In a joint project between Falken’s parent company Sumitomo Rubber Industries and Professor Hiroshi Tani of Kansai University, Japan, a new sensor to measure tyre wear has been developed which is expected to help engineers to create longer lasting tyres.
This ‘Miniature Energy Harvester’ is a sustainable technique. It uses the rotation of a tyre to generate electricity and supply power to peripheral sensors installed in the tyre without relying on batteries. The technology enables the calculation of a tyre’s contact patch and wheel rotations, and harvests stress levels based on amplitude changes induced by tyre rotation. The data obtained can then be extrapolated to determine tyre wear.

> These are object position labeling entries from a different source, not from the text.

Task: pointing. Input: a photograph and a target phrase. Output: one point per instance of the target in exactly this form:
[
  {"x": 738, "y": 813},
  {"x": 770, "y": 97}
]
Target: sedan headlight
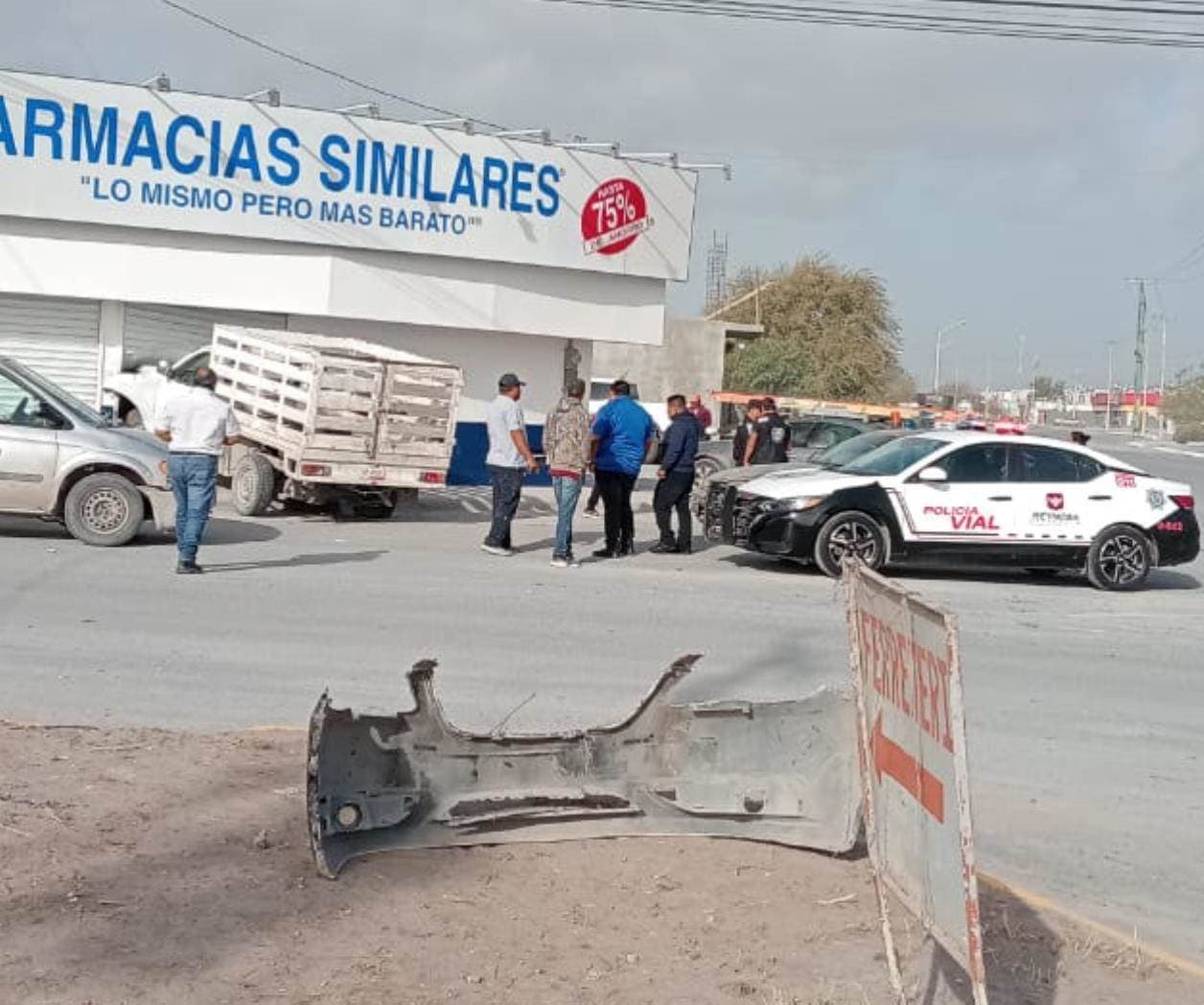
[{"x": 798, "y": 503}]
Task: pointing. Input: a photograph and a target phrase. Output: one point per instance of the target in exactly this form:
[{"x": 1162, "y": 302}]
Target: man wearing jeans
[
  {"x": 196, "y": 424},
  {"x": 509, "y": 456},
  {"x": 676, "y": 479},
  {"x": 566, "y": 441},
  {"x": 621, "y": 437}
]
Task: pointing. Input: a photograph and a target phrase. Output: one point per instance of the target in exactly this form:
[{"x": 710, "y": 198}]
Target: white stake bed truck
[{"x": 334, "y": 419}]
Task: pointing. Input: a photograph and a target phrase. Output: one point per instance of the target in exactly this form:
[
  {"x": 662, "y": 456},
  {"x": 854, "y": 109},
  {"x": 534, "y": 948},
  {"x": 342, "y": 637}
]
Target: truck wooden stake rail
[{"x": 334, "y": 419}]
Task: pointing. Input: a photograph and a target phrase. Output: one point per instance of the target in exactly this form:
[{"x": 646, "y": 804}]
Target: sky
[{"x": 1014, "y": 184}]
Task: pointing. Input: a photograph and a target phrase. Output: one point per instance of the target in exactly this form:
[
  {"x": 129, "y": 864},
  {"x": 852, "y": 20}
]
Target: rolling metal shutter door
[
  {"x": 155, "y": 332},
  {"x": 59, "y": 339}
]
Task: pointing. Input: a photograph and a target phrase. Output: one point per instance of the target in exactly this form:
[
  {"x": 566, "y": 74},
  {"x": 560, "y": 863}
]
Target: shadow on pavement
[
  {"x": 466, "y": 505},
  {"x": 238, "y": 531},
  {"x": 324, "y": 558}
]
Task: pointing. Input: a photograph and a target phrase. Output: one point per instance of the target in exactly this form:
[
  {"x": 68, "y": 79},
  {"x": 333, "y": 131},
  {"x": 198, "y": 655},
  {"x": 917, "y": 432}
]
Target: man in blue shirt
[
  {"x": 621, "y": 437},
  {"x": 676, "y": 479}
]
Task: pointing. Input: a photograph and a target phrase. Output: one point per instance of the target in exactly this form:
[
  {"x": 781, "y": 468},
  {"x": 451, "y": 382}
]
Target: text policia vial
[{"x": 184, "y": 145}]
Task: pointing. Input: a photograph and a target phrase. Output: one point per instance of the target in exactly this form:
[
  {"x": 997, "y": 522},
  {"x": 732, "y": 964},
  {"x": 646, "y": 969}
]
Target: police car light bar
[
  {"x": 612, "y": 147},
  {"x": 370, "y": 108},
  {"x": 542, "y": 135},
  {"x": 268, "y": 94},
  {"x": 451, "y": 123}
]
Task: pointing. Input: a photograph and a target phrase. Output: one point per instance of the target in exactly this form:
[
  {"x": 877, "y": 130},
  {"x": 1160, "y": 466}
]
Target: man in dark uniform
[
  {"x": 741, "y": 442},
  {"x": 770, "y": 442}
]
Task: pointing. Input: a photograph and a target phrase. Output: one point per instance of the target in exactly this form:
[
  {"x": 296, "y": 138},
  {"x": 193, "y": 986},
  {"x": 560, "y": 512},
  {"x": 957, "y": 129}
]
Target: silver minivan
[{"x": 61, "y": 460}]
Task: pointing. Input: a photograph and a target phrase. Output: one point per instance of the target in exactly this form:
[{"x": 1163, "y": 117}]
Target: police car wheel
[
  {"x": 851, "y": 534},
  {"x": 1120, "y": 559}
]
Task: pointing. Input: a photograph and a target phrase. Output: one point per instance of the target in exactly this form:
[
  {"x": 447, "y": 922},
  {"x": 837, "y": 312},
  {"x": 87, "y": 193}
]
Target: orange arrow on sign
[{"x": 891, "y": 760}]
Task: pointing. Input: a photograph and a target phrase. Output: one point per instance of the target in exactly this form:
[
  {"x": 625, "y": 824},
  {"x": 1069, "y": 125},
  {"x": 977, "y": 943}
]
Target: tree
[
  {"x": 830, "y": 333},
  {"x": 1185, "y": 405},
  {"x": 1048, "y": 389}
]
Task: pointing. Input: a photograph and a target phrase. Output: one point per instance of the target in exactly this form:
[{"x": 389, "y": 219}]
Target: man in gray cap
[{"x": 509, "y": 456}]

At the same time, the research team has developed a technique to measure the tyre contact patch by installing several miniature energy harvesters in each tyre and reading into the data they gather. These new technologies open the door to different applications and provide information that can be incorporated into future tyre developments.
“This new Energy Harvester technology is a big step towards the implementation of our sustainability policy, it supports us in developing tyres with an optimised contact patch and thus longer life,” said Dr Bernd Löwenhaupt, managing director at Sumitomo Rubber Europe GmbH.
“As part of the ‘Driving Our Future Challenge 2050’ climate change pledge, we are developing innovative solutions for increased safety and less environmental impact in order to actively shape the transformation of mobility,” he added.